Those who read this blog can ascertain that Humphrey Bogart and Harrison Ford are among my favorite actors. When it comes to actors, I have devoted the most blog posts to these two screen legends. The filmography of both feature a wide variety of movies. Ultimately the two actors are generally associated with a small selection of their movies. For Bogart it is films such as Casablanca, The Big Sleep and The Maltese Falcon. For Harrison Ford it is the Star Wars and Indiana Jones movies. Both actors have played a broad range of roles throughout their careers. It is interesting to note that Harrison Ford appeared in one remake of a Humphrey Bogart film. That film was the romantic comedy Sabrina (1954). Both versions are far from each actor’s best work. The original is elevated by the appearance of a young Audrey Hepburn in the title role. The 1995 remake is one of Harrison Ford’s lesser films. Overall it is an enjoyable, but average movie.
In the filmography of these actors are two vastly overlooked movies. Considering the number of films made by both actors it is understandable that some films have gotten more attention than others. It is interesting to note that these two films, at their cores, are so similar that one could almost view them as the same movie made twice. The movies are The Desperate Hours (1955) and Firewall (2006).
I want to point out some of the similarities and difference between these two engaging movies. In doing so I do not want to reveal too much of the plots of the movies. Both feature suspense, tension and surprises. Although Firewall is not a remake of The Desperate Hours, that title would have been appropriate for Ford’s movie.
Both films open with a day in the life of an upper class suburban family. In The Desperate Hours it is the Hilliard family. Firewall features the Stanfield household. At the onset of the films a middle age husband/father is preparing to go to work. His wife, who is noticeably younger, is in the kitchen with their children. The teenage daughter is acting like a typical teenager and their young son is present as well. The son and daughter bicker as only siblings can. The husband kisses the wife goodbye and goes to work. When he returns home that evening his life and that of his family are forever changed.
In both films after the father has gone to work their homes are overtaken by a group of criminals. The family members are held hostage and told that they will be released once the group obtains their objective. Their motivations may differ but ultimately the bad guys in both films are looking for the same thing.
Both films feature the main stars past their physical primes. Humphrey Bogart was in his mid 50’s and Harrison Ford in his mid 60s. This being the case both stars proved that they were still vital and effective actors capable of carrying a movie.

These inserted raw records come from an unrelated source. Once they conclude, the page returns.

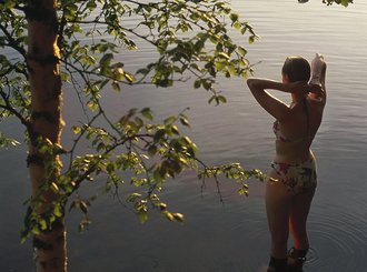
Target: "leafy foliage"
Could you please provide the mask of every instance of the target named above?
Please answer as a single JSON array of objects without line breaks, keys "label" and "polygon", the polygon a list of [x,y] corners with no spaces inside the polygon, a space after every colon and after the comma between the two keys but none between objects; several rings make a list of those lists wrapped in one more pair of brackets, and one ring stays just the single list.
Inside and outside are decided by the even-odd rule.
[{"label": "leafy foliage", "polygon": [[[351,1],[335,2],[347,6]],[[0,1],[0,48],[6,52],[0,54],[0,118],[14,117],[30,132],[27,3]],[[204,183],[215,179],[218,191],[220,175],[234,179],[240,183],[240,194],[248,194],[248,179],[265,179],[258,170],[245,170],[238,163],[212,167],[198,159],[198,148],[181,132],[181,128],[189,128],[186,111],[155,122],[149,108],[130,109],[112,120],[102,107],[102,90],[107,88],[118,92],[136,84],[167,88],[188,80],[194,89],[208,91],[209,102],[226,103],[226,97],[217,90],[217,78],[246,78],[251,72],[245,46],[236,44],[231,34],[237,31],[248,43],[258,38],[228,1],[60,0],[57,4],[61,80],[77,91],[87,121],[73,124],[71,147],[37,139],[39,152],[49,158],[43,165],[47,180],[39,188],[39,197],[27,202],[23,240],[51,229],[75,209],[83,214],[80,229],[88,225],[89,208],[101,192],[83,199],[79,189],[97,177],[99,182],[105,181],[102,193],[112,192],[119,200],[120,189],[127,183],[132,185],[125,188],[129,193],[121,202],[127,201],[141,222],[151,210],[171,221],[184,220],[182,214],[168,209],[159,193],[167,180],[186,170],[195,170]],[[130,19],[138,23],[131,26]],[[139,43],[155,48],[157,58],[132,71],[118,56],[138,51]],[[88,153],[78,151],[85,142]],[[0,134],[1,147],[16,143]],[[65,165],[54,160],[60,155]],[[59,169],[62,171],[54,175]],[[49,190],[57,199],[42,214],[34,212],[46,201],[40,195]]]}]

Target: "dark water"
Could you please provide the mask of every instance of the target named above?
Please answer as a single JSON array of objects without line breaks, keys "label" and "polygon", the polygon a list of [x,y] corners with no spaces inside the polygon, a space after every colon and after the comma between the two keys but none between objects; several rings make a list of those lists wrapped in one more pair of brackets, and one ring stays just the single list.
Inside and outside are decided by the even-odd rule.
[{"label": "dark water", "polygon": [[[256,75],[280,78],[284,59],[301,54],[311,60],[324,53],[328,63],[328,104],[314,142],[319,185],[309,216],[311,251],[305,272],[367,271],[367,4],[326,7],[320,1],[232,1],[252,23],[261,40],[248,47],[249,59],[261,61]],[[238,37],[240,41],[240,37]],[[146,62],[152,52],[123,56],[127,66]],[[106,103],[118,118],[131,107],[150,105],[158,115],[175,114],[187,105],[200,154],[212,163],[239,161],[248,168],[268,168],[272,158],[271,118],[249,95],[239,79],[220,83],[228,98],[221,107],[207,104],[205,91],[190,85],[175,89],[126,89]],[[280,97],[288,100],[287,97]],[[68,123],[78,120],[72,93],[66,91]],[[69,101],[69,103],[68,103]],[[1,131],[17,134],[16,123]],[[66,128],[66,144],[69,127]],[[0,151],[0,271],[31,271],[30,244],[19,245],[30,190],[24,147]],[[264,185],[250,182],[250,197],[237,195],[236,184],[224,182],[225,204],[208,184],[204,198],[194,173],[169,183],[163,199],[172,211],[186,214],[184,224],[159,214],[141,225],[110,197],[101,198],[91,212],[93,224],[78,233],[78,215],[69,216],[70,271],[88,272],[257,272],[268,260]]]}]

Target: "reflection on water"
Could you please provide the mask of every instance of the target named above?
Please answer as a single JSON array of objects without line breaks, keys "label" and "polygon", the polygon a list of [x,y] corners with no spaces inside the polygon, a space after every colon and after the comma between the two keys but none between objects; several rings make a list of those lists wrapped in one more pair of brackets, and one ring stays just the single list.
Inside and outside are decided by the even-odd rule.
[{"label": "reflection on water", "polygon": [[[310,60],[315,52],[325,54],[328,104],[314,143],[319,185],[309,218],[313,249],[304,271],[366,271],[367,4],[356,1],[345,9],[320,2],[234,0],[232,4],[261,37],[249,47],[249,59],[261,61],[256,75],[279,79],[286,56],[302,54]],[[146,50],[125,58],[126,66],[150,56]],[[240,161],[248,168],[266,170],[272,157],[271,118],[255,103],[244,81],[222,81],[221,89],[229,102],[219,108],[207,105],[207,93],[195,92],[187,84],[167,90],[126,89],[110,95],[106,103],[115,117],[131,107],[149,104],[158,115],[165,115],[190,105],[194,130],[189,133],[201,147],[204,159],[214,163]],[[78,115],[71,95],[66,92],[67,122]],[[1,130],[16,133],[19,128],[7,124]],[[0,216],[8,219],[0,224],[0,271],[29,271],[30,245],[18,245],[21,203],[29,191],[24,159],[19,161],[24,155],[21,150],[0,154],[0,190],[7,192],[0,199]],[[16,167],[17,172],[12,171]],[[269,235],[262,184],[251,182],[249,198],[238,197],[236,184],[224,183],[221,188],[225,204],[210,184],[201,198],[200,184],[191,173],[170,183],[163,198],[171,210],[186,214],[184,224],[168,223],[156,214],[140,225],[113,199],[98,200],[89,231],[77,233],[78,218],[69,218],[70,271],[264,271]]]}]

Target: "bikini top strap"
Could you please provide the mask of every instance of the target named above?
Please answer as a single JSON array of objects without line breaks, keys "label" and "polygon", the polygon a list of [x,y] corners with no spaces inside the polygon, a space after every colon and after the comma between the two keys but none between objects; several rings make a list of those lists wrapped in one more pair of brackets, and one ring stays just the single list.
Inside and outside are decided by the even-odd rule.
[{"label": "bikini top strap", "polygon": [[304,99],[304,109],[306,113],[306,119],[307,119],[307,134],[310,135],[310,128],[309,128],[309,109],[307,104],[307,98]]}]

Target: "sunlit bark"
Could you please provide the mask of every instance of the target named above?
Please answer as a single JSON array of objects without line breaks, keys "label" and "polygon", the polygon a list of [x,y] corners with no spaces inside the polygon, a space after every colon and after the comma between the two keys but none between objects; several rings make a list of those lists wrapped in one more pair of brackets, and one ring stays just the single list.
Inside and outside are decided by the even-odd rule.
[{"label": "sunlit bark", "polygon": [[[59,157],[40,152],[38,139],[48,139],[52,143],[60,143],[62,129],[61,117],[61,79],[57,46],[58,21],[56,1],[29,1],[26,10],[29,23],[28,66],[31,85],[31,125],[29,129],[29,170],[32,182],[33,198],[44,200],[36,212],[41,214],[58,198],[54,190],[40,189],[44,182],[56,182],[60,174],[60,167],[46,173],[46,161],[60,164]],[[48,178],[47,178],[48,177]],[[44,187],[43,187],[44,188]],[[52,230],[47,229],[34,235],[34,260],[37,272],[65,272],[67,271],[66,230],[63,218],[52,224]]]}]

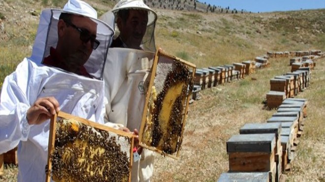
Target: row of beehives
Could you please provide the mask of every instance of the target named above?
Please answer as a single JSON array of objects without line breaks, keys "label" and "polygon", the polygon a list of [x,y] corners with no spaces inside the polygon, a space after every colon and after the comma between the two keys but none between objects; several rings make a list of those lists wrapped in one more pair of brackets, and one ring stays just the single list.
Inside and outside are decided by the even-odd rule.
[{"label": "row of beehives", "polygon": [[307,104],[288,98],[266,123],[245,124],[227,142],[229,171],[218,182],[280,181],[292,167]]},{"label": "row of beehives", "polygon": [[311,70],[318,57],[292,65],[291,72],[275,76],[270,80],[270,91],[266,94],[267,106],[272,109],[280,105],[286,98],[292,98],[309,86]]},{"label": "row of beehives", "polygon": [[288,58],[292,57],[302,57],[309,55],[316,55],[319,56],[324,56],[325,53],[320,50],[315,50],[311,51],[284,51],[284,52],[273,52],[268,51],[267,53],[267,56],[270,58]]},{"label": "row of beehives", "polygon": [[192,101],[200,98],[199,92],[206,88],[217,87],[231,81],[243,79],[256,69],[269,66],[268,57],[263,55],[257,57],[254,61],[243,61],[242,63],[234,63],[220,66],[210,66],[197,69],[195,72],[194,87],[192,92]]}]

Both feature seemingly unimportant moments in the opening scene that foreshadow later, more significant events.
In both films the captive families, especially the fathers, do not roll over easily. Under deep distress and the threat of violence there is push back against the captors. There are consequences to their actions but the families devote a good deal of time trying to devise ways out of their desperate situations.
As I stated the core of the plots of the films are similar. However, there are many plot points that ultimately make these two movies very different. One of the biggest points of difference between the films is the casting choices. The film’s basic plots may be similar, however Bogart and Ford do not portray the same role. Ford is his movie’s protagonist. Bogart, revisiting the villainous roles of his early career, is the antagonist of his movie. Ford’s Jack Stanfield is similar to Daniel Hilliard, the patriarch from The Desperate Hours. Hilliard is portrayed by Fredric March.
In both films the wife stays at home with the children while the father goes off to work. In The Desperate Hours, Eleanor Hilliard, portrayed by Martha Scott, appears to be a housewife. There is no mention of an occupation. In Firewall Beth Stanfield, portrayed by Virginia Madsen, stays at home, but she is an architect. Earlier in the movie she is shown working on a project. Later in the story one of their captors asks her about her design work. Early on in Firewall, Jack Stanfield mentions that the children are home from school for the week, so it is possible that this is the reason for Beth Stanfield being home as well.
The bad guys motivation for entering the family homes differs greatly. In The Desperate Hours the house is chosen for a reason, but in the heat of the moment. In Firewall the house and the family are targeted for a specific reason. The invasion of the Stanfield house is part of a long, elaborate plan.
Humphrey Bogart’s The Desperate Hours and Harrison Ford’s Firewall are extremely enjoyable movies. Both are lesser known in the filmography of these two iconic actors. Both films share more than enough similarities to warrant comparisons. The basic story structure at the onset of each movie is similar. But as the movies progress they do go in different directions. Both films ultimately come to the same resolution. That said, each winds down a very different path to arrive at their conclusion. As a fan of Humphrey Bogart and Harrison Ford I highly recommend both films. Over the last several years I have viewed these films multiple times. Of the two I viewed Firewall first when it was initially released in the theaters. Years later after watching The Desperate hours I realized how similar the two films were. This realization has enhanced my appreciation for both films.